Understanding the quotient rule is essential for differentiating functions that are presented as a ratio of two functions. When you have a function expressed as a fraction, like our model rocket height function: \[f(t) = \frac{t^3}{1+t}\] this rule allows you to find the derivative efficiently. The quotient rule is formulated as follows:

• Let's say \( u(t) \) and \( v(t) \) are two functions of \( t \).
• The quotient rule for differentiating \( \frac{u}{v} \) is:
• \[ \frac{d}{dt}\left(\frac{u}{v}\right) = \frac{v \frac{du}{dt} - u \frac{dv}{dt}}{v^2} \]

To apply this to our function:

• Set \( u(t) = t^3 \) and \( v(t) = 1 + t \).
• Determine \( \frac{du}{dt} = 3t^2 \) and \( \frac{dv}{dt} = 1 \).
• Plug these into the quotient rule formula, arriving at: \[\frac{3t^2 + 2t^3}{(1+t)^2}\]

By simplifying this, you get the velocity function, which is a crucial step before calculating acceleration.

In calculus, velocity and acceleration provide insight into the rate of change of an object’s motion over time. For our model rocket:

• Velocity \( v(t) \) is the first derivative of the position function \( f(t) \), indicating how fast the rocket’s height is changing with respect to time.
• In our problem, the velocity is calculated using the quotient rule, resulting in: \[ v(t) = \frac{t^2(3 + 2t)}{(1+t)^2} \]

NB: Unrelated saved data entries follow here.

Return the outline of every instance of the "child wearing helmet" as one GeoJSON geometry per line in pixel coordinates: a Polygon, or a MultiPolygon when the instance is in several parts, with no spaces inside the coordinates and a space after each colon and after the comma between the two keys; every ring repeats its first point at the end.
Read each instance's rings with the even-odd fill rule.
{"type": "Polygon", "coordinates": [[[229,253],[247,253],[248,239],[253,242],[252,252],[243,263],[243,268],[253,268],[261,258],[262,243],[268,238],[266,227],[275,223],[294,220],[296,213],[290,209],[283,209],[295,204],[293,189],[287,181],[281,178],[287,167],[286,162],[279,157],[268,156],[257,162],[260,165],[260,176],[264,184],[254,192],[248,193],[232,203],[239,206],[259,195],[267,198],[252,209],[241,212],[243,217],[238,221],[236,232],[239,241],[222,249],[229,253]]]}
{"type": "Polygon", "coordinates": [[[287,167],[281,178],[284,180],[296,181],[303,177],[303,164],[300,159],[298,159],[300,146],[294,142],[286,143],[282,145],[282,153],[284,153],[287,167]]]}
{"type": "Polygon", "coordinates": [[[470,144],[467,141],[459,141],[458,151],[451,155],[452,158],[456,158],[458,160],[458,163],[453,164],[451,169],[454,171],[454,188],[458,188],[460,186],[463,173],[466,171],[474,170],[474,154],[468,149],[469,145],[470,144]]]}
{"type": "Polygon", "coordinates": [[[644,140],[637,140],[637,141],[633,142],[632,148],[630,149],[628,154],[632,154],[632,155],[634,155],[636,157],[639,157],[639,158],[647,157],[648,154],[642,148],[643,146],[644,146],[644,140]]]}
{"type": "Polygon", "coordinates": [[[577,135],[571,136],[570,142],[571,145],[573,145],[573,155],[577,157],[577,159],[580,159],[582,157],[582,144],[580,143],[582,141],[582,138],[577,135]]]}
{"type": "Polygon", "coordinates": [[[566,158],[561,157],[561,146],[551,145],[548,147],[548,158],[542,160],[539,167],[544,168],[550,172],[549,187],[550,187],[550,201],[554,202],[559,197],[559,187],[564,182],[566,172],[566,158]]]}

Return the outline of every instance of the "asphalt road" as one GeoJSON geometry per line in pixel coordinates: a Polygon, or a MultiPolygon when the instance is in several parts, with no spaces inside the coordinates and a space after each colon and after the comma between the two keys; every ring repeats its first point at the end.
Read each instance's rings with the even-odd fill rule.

Velocity is not just about speed but also direction. Hence, it tells us both how fast and in which direction the rocket is moving.
Acceleration, on the other hand, is the rate at which the velocity itself is changing. To find acceleration:

• Differentiate the velocity function \( v(t) \) once more with respect to time.
• Use both the product and quotient rules since the velocity function is a product and quotient of simple terms.
• The result is a complex expression that often requires simplification to understand better.

Acceleration can give insight into forces acting on the rocket, such as gravity and thrust.

The product rule is a handy tool for differentiating expressions where two functions are multiplied together. This is necessary when we deal with complex derivatives like acceleration of functions such as our rocket model.

• If \( u(t) \) and \( w(t) \) are two differentiable functions, their product derivative is:
• \[ \frac{d}{dt}(u(t) \cdot w(t)) = u(t) \cdot \frac{dw}{dt} + w(t) \cdot \frac{du}{dt} \]

For our velocity function:

• Set \( u(t) = t^2 \) and \( w(t) = 3 + 2t \).
• Calculate \( \frac{du}{dt} = 2t \) and \( \frac{dw}{dt} = 2 \).
• By applying the product rule: \[ 2t(3+2t) + t^2(2) \], which helps to differentiate the product in terms of \( t \).

After using the product rule, you'll incorporate this result back into the quotient rule to find acceleration of the rocket. This combination ensures you correctly account for how these different components of the velocity function change over time.